Everybody's seen it before: a house on the block up for sale, a "Pending" sign appears after awhile -- then, suddenly, instead of a "Sold" sign going up, the house is simply back on the market again with no explanation.
Why? What could possibly happen? Is it something wrong with the house? Maybe, but the odds are against it. Here are the usual reasons:
1. The buyer can't get a mortgage.
Not everyone thinks to check to see if they can get a mortgage in the price range they're shopping in -- and a lot of factors can play into what a bank will do. You can have a good income but be self-employed and a bank will still hesitate to bet too much money on you, just in case things in your business go south.
2. The buyers can't sell their own home.
Some house sales are "contingent" on the sale of the buyer's home within a certain period. If the buyer can't get what's known as a bridge loan to cover both his or her old mortgage and the new one under one payment while the old one sells, the seller of the home you've been watching will sometimes still accept the bid on a contingent basis -- but sellers won't wait forever. Usually the buyer has 60 to 90 days to offload the home or the new place goes back on the active market.
3. The buyer got cold feet.
Buyer's remorse is real and houses are a big commitment.
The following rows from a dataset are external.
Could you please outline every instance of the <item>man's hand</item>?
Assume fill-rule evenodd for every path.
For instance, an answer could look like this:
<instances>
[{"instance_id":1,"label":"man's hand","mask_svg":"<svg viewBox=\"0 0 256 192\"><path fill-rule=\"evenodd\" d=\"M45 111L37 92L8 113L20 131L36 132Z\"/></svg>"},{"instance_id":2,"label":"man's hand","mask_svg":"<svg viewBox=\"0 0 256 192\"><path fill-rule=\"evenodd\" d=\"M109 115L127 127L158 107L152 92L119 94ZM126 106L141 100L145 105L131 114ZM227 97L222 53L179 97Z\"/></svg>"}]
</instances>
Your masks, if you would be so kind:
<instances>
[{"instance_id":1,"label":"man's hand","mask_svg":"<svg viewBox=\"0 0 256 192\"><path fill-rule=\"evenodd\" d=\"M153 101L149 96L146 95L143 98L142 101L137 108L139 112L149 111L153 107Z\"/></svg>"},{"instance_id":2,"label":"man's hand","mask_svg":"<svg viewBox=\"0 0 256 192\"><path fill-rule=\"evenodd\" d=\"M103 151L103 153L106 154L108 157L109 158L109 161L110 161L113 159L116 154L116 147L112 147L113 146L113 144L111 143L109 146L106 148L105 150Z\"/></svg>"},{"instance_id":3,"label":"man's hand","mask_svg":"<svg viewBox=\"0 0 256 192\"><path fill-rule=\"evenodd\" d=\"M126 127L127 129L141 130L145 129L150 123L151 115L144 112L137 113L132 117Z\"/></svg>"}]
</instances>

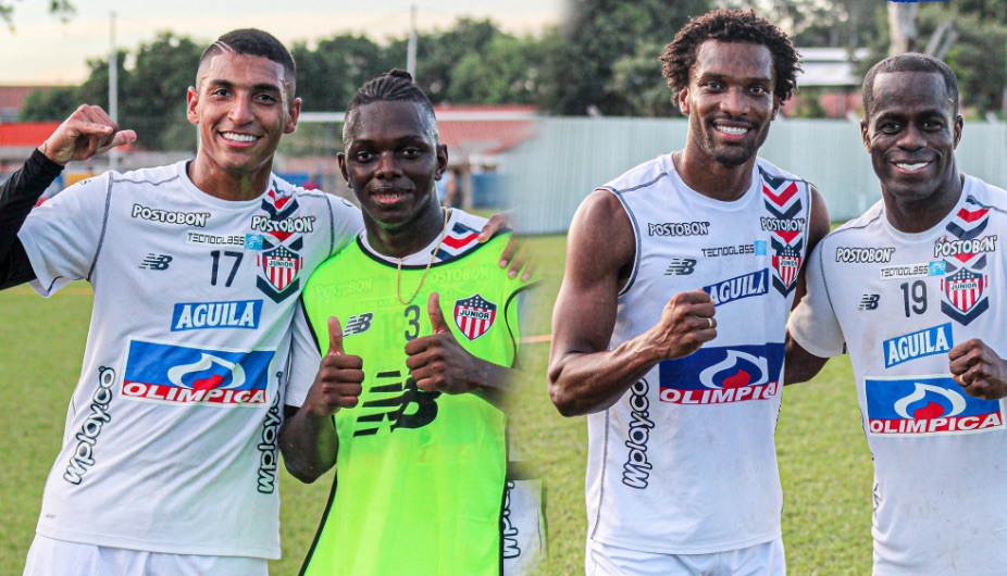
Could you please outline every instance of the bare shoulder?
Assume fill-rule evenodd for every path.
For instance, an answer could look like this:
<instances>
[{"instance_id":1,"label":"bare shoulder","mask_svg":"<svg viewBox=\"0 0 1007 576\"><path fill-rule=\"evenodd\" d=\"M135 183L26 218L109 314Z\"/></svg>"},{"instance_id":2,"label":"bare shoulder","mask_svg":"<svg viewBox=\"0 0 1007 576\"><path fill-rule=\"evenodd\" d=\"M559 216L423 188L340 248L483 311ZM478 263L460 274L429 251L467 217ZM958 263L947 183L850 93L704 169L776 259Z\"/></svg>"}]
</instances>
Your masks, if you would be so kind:
<instances>
[{"instance_id":1,"label":"bare shoulder","mask_svg":"<svg viewBox=\"0 0 1007 576\"><path fill-rule=\"evenodd\" d=\"M813 184L809 186L811 188L811 222L808 223L808 252L810 253L815 245L829 234L832 222L829 217L825 198Z\"/></svg>"},{"instance_id":2,"label":"bare shoulder","mask_svg":"<svg viewBox=\"0 0 1007 576\"><path fill-rule=\"evenodd\" d=\"M611 191L598 188L577 209L567 238L567 274L611 274L630 266L635 256L633 225ZM593 274L592 274L593 273Z\"/></svg>"}]
</instances>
Since there are buyers out there who have a hard time committing to a pair of expensive shoes, you can imagine the panic that sets in when someone realizes they just bought a house. Suddenly, they want out. Sometimes the seller will let the deal go and take the deposit instead, while other times they'll take it to litigation to force the sale.
4. Something unexpected happened at the home inspection.
Chalk this up to buyer's remorse as well, unless it's something serious and non-obvious, like a crumbling foundation. All homes have issues. The home inspection lays them out in detail. Most will be small, but sometimes one or two will be a deal breaker for the buyer.
Given that a house is often the biggest purchase someone makes, it's no real surprise that there's often an occasional snag.